La sua genuina umanità, la sua voce poetica e profetica, il profumo delle sue virtù, continuano ancora ad attrarre tanta gente, a suscitare speranza e a provocare scelte coraggiose, coerenti con le beatitudini del Vangelo. Diceva sempre “chi non vive per servire, non serve per vivere”, questa non era una sua retorica, ma erano parole dettate dal cuore. Un Don straordinario, fuori dal comune e da ogni schema, che ha vissuto nell’umiltà, nella solidarietà, nel servizio e nella preghiera fino agli ultimi istanti della sua vita, per darci il buon esempio. È praticamente il nostro faro riuscendoci a tracciare la giusta traiettoria.
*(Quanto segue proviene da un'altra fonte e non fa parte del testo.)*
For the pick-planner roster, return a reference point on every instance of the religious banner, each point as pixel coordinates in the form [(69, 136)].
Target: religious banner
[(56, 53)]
Tempo fa mi era capitato di ascoltare il famoso brano Dammi Signore un’ala di riserva, la iniziai a canticchiare, un giorno poi decisi di trovare il testo della canzone e di meditare ogni sua parola. Tutte piene di significato ma c’è una frase che mi colpisce e nello stesso tempo m’interroga e che forse sarà capitato anche ad altri: “Vivere non è trascinare la vita…, non farmi più passare indifferente vicino al fratello che è rimasto con l’unica ala impigliata”. Queste parole mi fanno da cassa di risonanza ogni volta che mi accosto ad una persona sfortunata e mi chiedo, cosa potrei fare io?

Insomma il suo modello di vita mi coinvolge a tal punto da avere le sue stesse passioni, coinvolgendomi nelle stesse scelte di campo dalla parte dei poveri, condividendo cioè gli stessi sogni. Pertanto, non basta ricordarlo ma bisogna trasformare il suo ricordo in propositi attivi e fecondi, dobbiamo essere anche noi promotori instancabili del dialogo e dell’incontro, coinvolgendo anche le future generazioni in relazioni inclusive e solidali, assumendo quindi lo stesso progetto e lo stesso impegno, amando la gente, i poveri soprattutto e Gesù Cristo.